• Training Neural Networks with Limited and Unlabeled Dataset

    March, 2 2023, Noor E Karishma Shaik

    Article by Zhuowei Wang, IEEE Young Professional

    Artificial intelligence refers to computer programs, or algorithms, that use data to make decisions or predictions. To build an algorithm, scientists might create a set of rules, or instructions, for the computer to follow so it can analyze data and make a decision. With other artificial intelligence approaches, like machine learning, the algorithm teaches itself how to analyze and interpret data. As such, machine learning algorithms may pick up on patterns that are not readily discernable to the human eye or brain. And as these algorithms are exposed to more new data, their ability to learn and interpret the data improves.
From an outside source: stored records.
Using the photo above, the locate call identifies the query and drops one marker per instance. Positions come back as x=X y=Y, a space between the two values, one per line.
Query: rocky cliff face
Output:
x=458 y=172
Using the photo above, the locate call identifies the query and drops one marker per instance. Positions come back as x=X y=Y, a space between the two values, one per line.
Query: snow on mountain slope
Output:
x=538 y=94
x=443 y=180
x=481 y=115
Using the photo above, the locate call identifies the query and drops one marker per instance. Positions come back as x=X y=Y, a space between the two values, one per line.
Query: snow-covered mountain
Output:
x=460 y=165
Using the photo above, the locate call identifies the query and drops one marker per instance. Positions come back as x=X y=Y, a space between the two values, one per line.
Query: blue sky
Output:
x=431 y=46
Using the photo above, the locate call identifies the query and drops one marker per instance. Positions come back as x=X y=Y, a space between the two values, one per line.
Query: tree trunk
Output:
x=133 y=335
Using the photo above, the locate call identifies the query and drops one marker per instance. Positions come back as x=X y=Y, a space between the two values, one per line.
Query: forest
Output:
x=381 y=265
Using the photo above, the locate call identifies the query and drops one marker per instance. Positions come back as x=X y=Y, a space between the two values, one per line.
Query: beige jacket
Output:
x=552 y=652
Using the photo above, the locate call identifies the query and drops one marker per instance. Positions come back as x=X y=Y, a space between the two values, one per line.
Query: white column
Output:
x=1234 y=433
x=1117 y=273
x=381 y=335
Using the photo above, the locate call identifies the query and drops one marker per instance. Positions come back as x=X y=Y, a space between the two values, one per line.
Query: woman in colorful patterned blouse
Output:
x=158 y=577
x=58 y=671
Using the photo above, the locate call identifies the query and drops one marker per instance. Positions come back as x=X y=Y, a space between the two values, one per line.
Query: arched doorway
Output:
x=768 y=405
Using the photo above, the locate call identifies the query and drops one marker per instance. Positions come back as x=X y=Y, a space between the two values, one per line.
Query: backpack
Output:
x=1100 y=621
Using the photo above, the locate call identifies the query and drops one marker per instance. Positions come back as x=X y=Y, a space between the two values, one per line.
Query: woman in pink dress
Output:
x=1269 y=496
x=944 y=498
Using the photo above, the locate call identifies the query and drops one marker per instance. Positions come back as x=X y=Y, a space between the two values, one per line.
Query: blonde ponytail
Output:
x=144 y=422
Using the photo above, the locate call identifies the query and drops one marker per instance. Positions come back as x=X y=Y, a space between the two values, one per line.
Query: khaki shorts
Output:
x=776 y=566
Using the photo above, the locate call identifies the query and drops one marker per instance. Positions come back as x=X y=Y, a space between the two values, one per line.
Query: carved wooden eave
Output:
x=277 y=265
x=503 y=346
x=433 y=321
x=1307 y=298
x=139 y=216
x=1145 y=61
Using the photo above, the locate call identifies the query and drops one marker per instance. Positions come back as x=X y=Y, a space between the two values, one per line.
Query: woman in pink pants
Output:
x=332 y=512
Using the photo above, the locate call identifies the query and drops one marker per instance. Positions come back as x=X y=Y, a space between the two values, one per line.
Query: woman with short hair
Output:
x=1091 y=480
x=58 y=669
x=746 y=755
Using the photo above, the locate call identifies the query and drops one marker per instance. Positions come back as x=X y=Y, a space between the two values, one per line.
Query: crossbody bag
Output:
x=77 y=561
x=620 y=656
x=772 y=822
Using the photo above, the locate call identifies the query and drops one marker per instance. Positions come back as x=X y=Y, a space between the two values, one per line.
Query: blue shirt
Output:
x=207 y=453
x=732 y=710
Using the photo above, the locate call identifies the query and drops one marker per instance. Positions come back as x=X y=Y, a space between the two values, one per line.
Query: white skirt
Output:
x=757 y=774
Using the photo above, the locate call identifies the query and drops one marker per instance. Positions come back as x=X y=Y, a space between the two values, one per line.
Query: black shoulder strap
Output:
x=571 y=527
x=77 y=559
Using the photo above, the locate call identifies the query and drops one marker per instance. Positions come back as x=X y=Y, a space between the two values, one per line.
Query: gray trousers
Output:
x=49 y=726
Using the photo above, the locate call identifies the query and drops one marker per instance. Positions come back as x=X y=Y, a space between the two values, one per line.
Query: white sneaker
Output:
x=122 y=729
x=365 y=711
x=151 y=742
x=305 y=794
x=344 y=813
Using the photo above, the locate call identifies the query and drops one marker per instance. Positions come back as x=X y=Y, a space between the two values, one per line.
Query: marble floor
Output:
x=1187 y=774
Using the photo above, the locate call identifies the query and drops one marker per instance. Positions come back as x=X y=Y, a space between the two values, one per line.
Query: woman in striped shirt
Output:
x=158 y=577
    In the traditional binary classification problem, the classifier is trained on a dataset with both positive and negative instances. In practice, negative samples may sometimes be difficult to obtain or label for two reasons: (i) negative samples are too difficult to acquire, and (ii) negative samples are too diverse to classify. For example, while we can identify clients who had watched at least one Harry Porter movie as being interested in this category, we are not certain about the interests of a client who had never watched a Harry Parter movie before. Unlike traditional supervised learning, where a classifier is learned by taking full advantage of both positive and negative samples, Positive and Unlabeled Learning (PUL) targets training a binary classifier with only positive and unlabeled data. PU Learning liberates humans from exhaustively collecting and annotating negative samples, which could be potentially and widely adopted in disease diagnosis, deceptive review detection, and web data mining.

    Researchers at the Australian Artificial Intelligence Institute (AAII), the University of Technology Sydney conducted a preliminary experiment on CIFAR-10. They plotted the histogram of the positive probability of each unlabeled sample predicted by the previous state-of-the-art models and observed an interesting phenomenon. At the late stage of training, the distribution of the positive and negative becomes less polarized, and more negative samples are wrongly regarded as positive ones.

    Dr Zhuowei Wang, the author of the paper entitled Positive Unlabeled Learning by Semi-supervised Learning published in IEEE ICIP, 2022, discussed the related problems. He proposed to identify confident positive and negative samples in the unlabeled set first and then handle these confident samples and the rest unlabeled data by semi-supervised learning (SSL). To be more specific, this method first leverages the current network to estimate the positive probability of each sample in the original unlabeled set, based on which it increasingly identifies the most confident positive and negative samples dynamically. Then, those chosen confident samples form the labelled set, while the remaining samples are considered as the unlabeled set. In this way, the problem is transferred to an SSL setting so that the SSL backbone can be used to leverage the unlabeled samples. This method can be applied to various aspects of our life like Covid19 diagnosis, medical analysis, healthcare, and loT.

    Article Contribution: Dr Zhuowei Wang is currently working as Post doctoral Researcher at CSIRO – Australia. He graduated with a PhD from the University of Technology Sydney in Computer Science.